Colin Farrell may or may not be the true detective, but he is certainly a gentleman and a scholar, as he proved on last night’s episode of Tavis Smiley. Midway through the half-hour interview, Smiley backed into a question regarding the 2004 box-office disappointment Alexander, and Farrell took up the subject with uncommon candor:
It all happened really, really fast. Alexander and then Miami Vice, which were films that were very big and that didn’t work so much critically and didn’t work so much financially and I was made to feel aware of the fact that all of a sudden, things that I was in weren’t working.
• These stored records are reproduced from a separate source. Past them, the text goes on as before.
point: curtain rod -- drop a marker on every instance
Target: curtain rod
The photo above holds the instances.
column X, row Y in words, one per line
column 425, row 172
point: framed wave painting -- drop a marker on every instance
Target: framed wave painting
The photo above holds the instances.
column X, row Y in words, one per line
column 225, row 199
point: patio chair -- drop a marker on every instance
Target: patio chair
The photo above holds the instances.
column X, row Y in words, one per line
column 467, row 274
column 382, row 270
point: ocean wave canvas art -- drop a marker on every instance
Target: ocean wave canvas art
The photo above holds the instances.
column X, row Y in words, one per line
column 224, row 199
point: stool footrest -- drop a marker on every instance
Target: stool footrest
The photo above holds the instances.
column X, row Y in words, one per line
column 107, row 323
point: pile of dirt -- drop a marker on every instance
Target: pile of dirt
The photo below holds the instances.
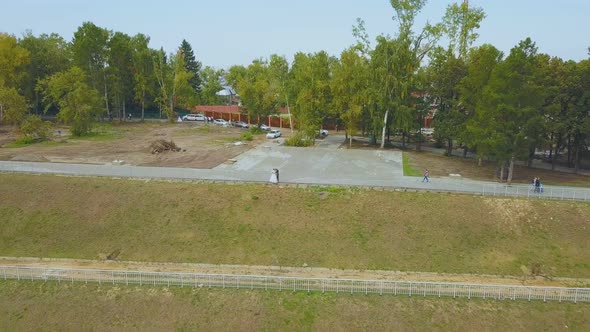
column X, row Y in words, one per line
column 159, row 146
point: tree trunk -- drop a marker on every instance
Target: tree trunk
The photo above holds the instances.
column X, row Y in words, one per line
column 577, row 155
column 289, row 111
column 569, row 151
column 384, row 128
column 551, row 148
column 403, row 140
column 449, row 147
column 142, row 106
column 510, row 170
column 106, row 96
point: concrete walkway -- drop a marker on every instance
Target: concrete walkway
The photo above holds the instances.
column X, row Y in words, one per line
column 305, row 166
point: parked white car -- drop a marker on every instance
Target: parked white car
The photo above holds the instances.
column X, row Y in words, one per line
column 273, row 134
column 240, row 124
column 221, row 122
column 194, row 117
So it just made me go, “Wow, OK.” So I can’t believe in the lie that’s being presented to me anymore that I’m a movie star and that everything is great. I have this No. 1 movie, that one. Everyone is telling me now that that’s gone. So it was kind of like, ugh...all of it’s a delusion. Telling me it’s gone is a delusion. Ever believing that it was there in the first place is a delusion.
Thanks in no small part to the casual and conversational tone of Smiley’s show, Farrell continued self-reflecting:
Life works in such contradictions, you know? Don’t get me wrong, I really want everything I do to be appreciated, to find an audience, I want people to think I’m good at what I do, I want to feel good at what I do. We all have a self-worth in our lives that unfortunately and by virtue of being part of human existence we look outside ourselves and see how we’re doing with our peers. So, I’m there very much. But at the same time, I don’t relate to the importance of it all with the depth that I used to—when I used to say I didn’t care about it. When I used to go, “I don’t care about any of it.” I really cared then. I just didn’t know how to acknowledge it or express my caring. I didn’t understand it. Now, I still care, but I care less really. And it’s freed me up. That’s the irony, it’s freed me up.
One day in the future, he’ll care even less than he does now and he’ll be that much freer. Rooting for you, Farrell.